This open access book summarizes the first two decades of the NII
Testbeds and Community for Information access Research (NTCIR). NTCIR is
a series of evaluation forums run by a global team of researchers and
hosted by the National Institute of Informatics (NII), Japan. The book
is unique in that it discusses not just what was done at NTCIR, but also
how it was done and the impact it has achieved. For example, in some
chapters the reader sees the early seeds of what eventually grew to be
the search engines that provide access to content on the World Wide Web,
today's smartphones that can tailor what they show to the needs of their
owners, and the smart speakers that enrich our lives at home and on the
move. We also get glimpses into how new search engines can be built for
mathematical formulae, or for the digital record of a lived human life.
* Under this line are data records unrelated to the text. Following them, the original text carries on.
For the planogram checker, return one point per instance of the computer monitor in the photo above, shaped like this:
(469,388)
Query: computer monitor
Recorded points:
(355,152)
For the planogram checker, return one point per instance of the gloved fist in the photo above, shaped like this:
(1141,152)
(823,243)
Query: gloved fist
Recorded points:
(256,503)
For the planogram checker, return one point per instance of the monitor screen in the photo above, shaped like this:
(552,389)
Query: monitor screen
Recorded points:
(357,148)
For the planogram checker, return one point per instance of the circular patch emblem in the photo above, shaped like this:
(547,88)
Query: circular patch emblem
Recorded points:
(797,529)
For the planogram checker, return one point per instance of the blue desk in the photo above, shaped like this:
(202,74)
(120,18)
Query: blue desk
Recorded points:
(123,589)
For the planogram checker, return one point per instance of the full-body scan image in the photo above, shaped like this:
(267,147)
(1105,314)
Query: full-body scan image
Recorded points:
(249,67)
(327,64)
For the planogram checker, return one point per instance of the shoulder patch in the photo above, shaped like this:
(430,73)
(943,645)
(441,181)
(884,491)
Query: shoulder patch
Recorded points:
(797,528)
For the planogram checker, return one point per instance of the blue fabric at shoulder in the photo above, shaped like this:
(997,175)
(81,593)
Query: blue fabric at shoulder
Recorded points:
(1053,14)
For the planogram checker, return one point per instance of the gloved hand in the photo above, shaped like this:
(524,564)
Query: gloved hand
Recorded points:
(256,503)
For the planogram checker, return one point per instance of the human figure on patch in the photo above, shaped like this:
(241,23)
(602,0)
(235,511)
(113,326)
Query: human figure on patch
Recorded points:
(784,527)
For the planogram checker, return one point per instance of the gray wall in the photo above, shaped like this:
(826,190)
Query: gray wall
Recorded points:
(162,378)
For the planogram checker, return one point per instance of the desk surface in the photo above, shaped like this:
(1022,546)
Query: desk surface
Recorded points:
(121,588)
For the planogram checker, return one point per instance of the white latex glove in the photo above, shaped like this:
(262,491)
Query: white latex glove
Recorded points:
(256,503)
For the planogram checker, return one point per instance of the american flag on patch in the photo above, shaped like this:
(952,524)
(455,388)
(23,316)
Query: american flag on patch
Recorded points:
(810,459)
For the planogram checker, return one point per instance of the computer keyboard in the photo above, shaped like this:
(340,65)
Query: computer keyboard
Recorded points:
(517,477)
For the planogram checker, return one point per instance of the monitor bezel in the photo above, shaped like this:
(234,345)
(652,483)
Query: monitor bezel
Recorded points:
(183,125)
Key to the success of the NTCIR endeavor was early recognition that
information access research is an empirical discipline and that
evaluation therefore lay at the core of the enterprise. Evaluation is
thus at the heart of each chapter in this book. They show, for example,
how the recognition that some documents are more important than others
has shaped thinking about evaluation design. The thirty-three
contributors to this volume speak for the many hundreds of researchers
from dozens of countries around the world who together shaped NTCIR as
organizers and participants.
This book is suitable for researchers, practitioners, and
students--anyone who wants to learn about past and present evaluation
efforts in information retrieval, information access, and natural
language processing, as well as those who want to participate in an
evaluation task or even to design and organize one.